GOAT Group is a holding company that operates e-commerce platforms for sneakers, apparel, and accessories. Formed in 2018, it operates the online platform GOAT, Flight Club, alias, and Grailed.

== History ==

GOAT Group's origins date back to 2015 with the founding of the online sneaker platform GOAT. In 2018, GOAT acquired retail sneaker consignment company Flight Club. GOAT and Flight Club continued to operate as two separate brands and led to the creation of GOAT Group. The acquisition was followed by a $100 million investment from Foot Locker in 2019.

In 2020, GOAT Group launched Alias (styled "alias"), an online platform that allows users to list their own sneakers and apparel for resale. By 2021, GOAT Group was valued at $3.7 billion dollars after it received an additional $195 million private investment in the company.
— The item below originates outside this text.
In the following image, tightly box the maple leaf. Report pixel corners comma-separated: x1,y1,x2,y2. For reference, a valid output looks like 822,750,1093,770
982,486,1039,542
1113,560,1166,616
In 2022, GOAT Group purchased Grailed, an online peer-to-peer marketplace for apparel, accessories, and footwear.

== Brands ==
=== GOAT===

GOAT is an online platform for sneakers, apparel and accessories. Founded in 2015, it uses a ship-to-verify model and is one of the largest platforms for buying and selling new and vintage sneakers, apparel and accessories.

=== Flight Club ===

Flight Club is a sneaker consignment store. It operates out of three brick and mortar locations in New York, Los Angeles, and Miami as well as its website. Founded in 2005, it became part of GOAT Group when it was acquired by GOAT in 2018.

=== alias ===

alias is an online sneaker and apparel platform that allows users to list their own product for sale. It launched in 2020 as an extension of GOAT's "seller" platform.

=== Grailed ===

Grailed is an online marketplace for apparel and footwear. Founded in 2014, it offers high-end resale items from brands including Raf Simons, Gucci, Balenciaga, and others. Originally launched as a platform for men, it began offering women's footwear and apparel in 2022.